And yet I fear lest men who read these lines,
Should judge of them as if they wholly spake
The love I bear Thee and thy holy sake;
Saying: "He doth the high name wrong who twines
Earth's highest aim with Him, and thus combines
Jesus and Art." But I my refuge make
In what the Word said: "Man his life shall take
From every word:" in Art God first designs,-
He spoke the word. And let me humbly speak
My faith, that Art is nothing to the act,
Lowliest, that to the Truth bears witness meek,
Renownless, even unknown, but yet a fact:
The glory of thy childhood and thy youth,
Was not that Thou didst show, but didst the Truth.


XVII

The highest marble Sorrow vanishes
Before a weeping child.[2] The one doth seem,
The other is. And wherefore do we dream,
But that we live? So I rejoice in this,
That Thou didst cast Thyself, in all the bliss
Of conscious strength, into Life's torrent stream,
(Thy deeds fresh life-springs that with blessings teem)
Acting, not painting rainbows o'er its hiss.
Forgive me, Lord, if in these verses lie
Mean thoughts, and stains of my infirmity;
Full well I know that if they were as high
In holy song as prophet's ecstasy,
'Tis more to Thee than this, if I, ah me!
Speak gently to a child for love of Thee.

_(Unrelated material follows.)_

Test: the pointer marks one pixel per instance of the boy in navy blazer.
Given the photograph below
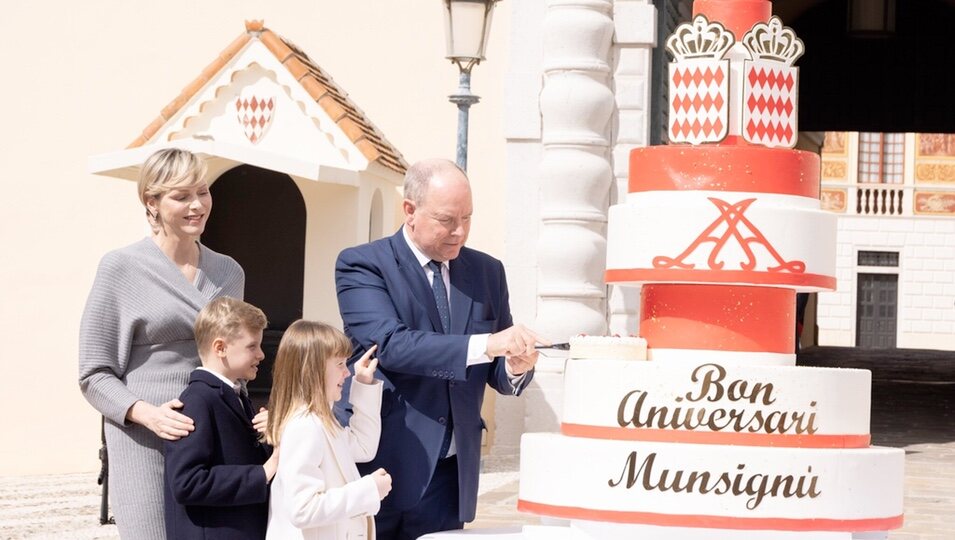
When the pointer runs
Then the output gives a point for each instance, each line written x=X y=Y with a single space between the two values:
x=217 y=478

[Footnote 2: John Sterling.]


XVIII.

Thou art before me, and I see no more
Pilate or soldiers, but the purple flung
Around the naked form the scourge had wrung,
To naked Truth thus witnessing, before
The False and trembling True. As on the shore
Of infinite Love and Truth, I kneel among
Thy footprints on that pavement; and my tongue
Would, but for reverence, cry: "If Thou set'st store
By feeble homage, Witness to the Truth,
Thou art the King, crowned by thy witnessing!"
I die in soul, and fall down worshipping.
Art glories vanish, vapours of the morn.
Never but Thee was there a man in sooth,
Never a true crown but thy crown of thorn.


DEATH AND BIRTH.

A Symbol.

[Sidenote: He looks from his window on the midnight town. ]

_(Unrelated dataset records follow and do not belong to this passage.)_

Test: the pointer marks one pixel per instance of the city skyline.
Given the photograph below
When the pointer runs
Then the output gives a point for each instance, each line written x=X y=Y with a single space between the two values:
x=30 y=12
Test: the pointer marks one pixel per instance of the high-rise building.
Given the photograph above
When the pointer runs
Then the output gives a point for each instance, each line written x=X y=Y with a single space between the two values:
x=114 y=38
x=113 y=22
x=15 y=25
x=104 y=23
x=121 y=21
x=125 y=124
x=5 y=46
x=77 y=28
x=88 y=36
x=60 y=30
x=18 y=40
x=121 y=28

'Tis the midnight hour; I heard
The city clocks give out the word.
Seldom are the lamp-rays shed
On the quick foot-farer's head,
As I sit at my window old,
Looking out into the cold,
Down along the narrowing street
Stretching out below my feet,
From base of this primeval block,
My old home's foundation rock.

[Sidenote: He renounces Beauty the body for Truth the soul .]

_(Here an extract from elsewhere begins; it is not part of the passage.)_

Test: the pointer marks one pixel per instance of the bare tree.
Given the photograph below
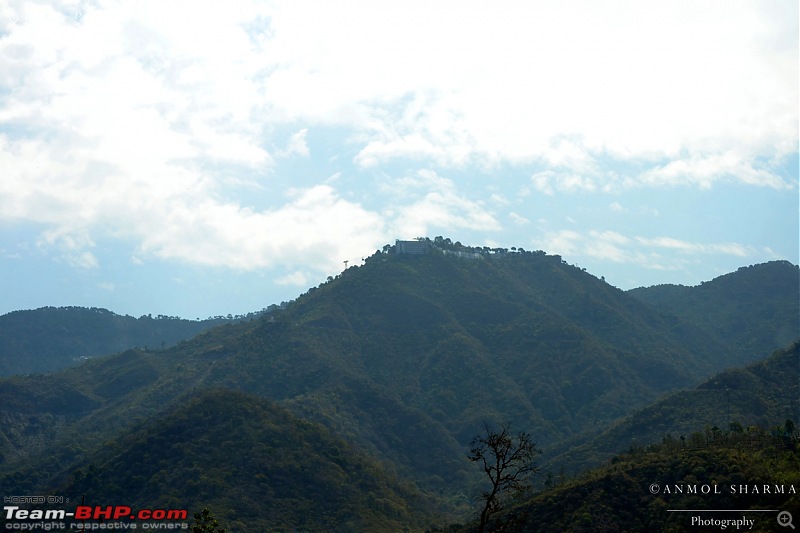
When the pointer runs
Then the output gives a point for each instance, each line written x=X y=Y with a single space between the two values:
x=508 y=460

How her windows are uplighted!
God in heaven! for this I slighted,
Star-profound immensity
Brooding ever in the sky!
What an earthly constellation
Fills those chambers with vibration!
Fleeting, gliding, weaving, parting;
Light of jewels! flash of eyes!
Meeting, changing, wreathing, darting,
In a cloud of rainbow-dyes.
Soul of light, her eyes are floating
Hither, thither, through the cloud,
Wandering planets, seeking, noting
Chosen stars amid the crowd.
Who, as centre-source of motion
Draws those dark orbs' spirit-ocean?
All the orbs on which they turn
Sudden with shooting radiance burn;
Mine I felt grow dim with sheen,
Sending tribute to their queen:
Queen of all the slaves of show-
Queen of Truth's free nobles-no.
She my wandering eyes might chain,
Fill my throbbing burning brain:
Beauty lacking Truth within
Spirit-homage cannot win.
Will is strong, though feeling waver
Like the sea to its enslaver-
Strong as hills that bar the sea
With the word of the decree.

[Sidenote: The Resentment of Genius at the thumbscrews of worldly
talent. ]

That passing shadow in the street!
Well I know it, as is meet!
Did he not, before her face,
Seek to brand me with disgrace?
From the chiselled lips of wit
Let the fire-flakes lightly flit,
Scorching as the snow that fell
On the damned in Dante's hell?
With keen-worded opposition,
playful, merciless precision,
Mocking the romance of Youth,
Standing on the sphere of Truth,
He on worldly wisdom's plane
Rolled it to and fro amain.-
Doubtless there it could not lie,
Or walk an orbit but the sky.-
I, who glowed in every limb,
Knowing, could not answer him;
But I longed yet more to be
What I saw he could not see.
So I thank him, for he taught
What his wisdom never sought.
It were sweet to make him burn
With his poverty in turn,
Shaming him in those bright eyes,
Which to him are more than skies!
Whither? whither? Heart, thou knowest
Side by side with him thou goest,
If thou lend thyself to aught
But forgiving, saving thought.

[Sidenote: Repentance. ]

[Sidenote: The recess of the window a niche, wherein he beholds
all the world of his former walk as the picture of a vain slave. ]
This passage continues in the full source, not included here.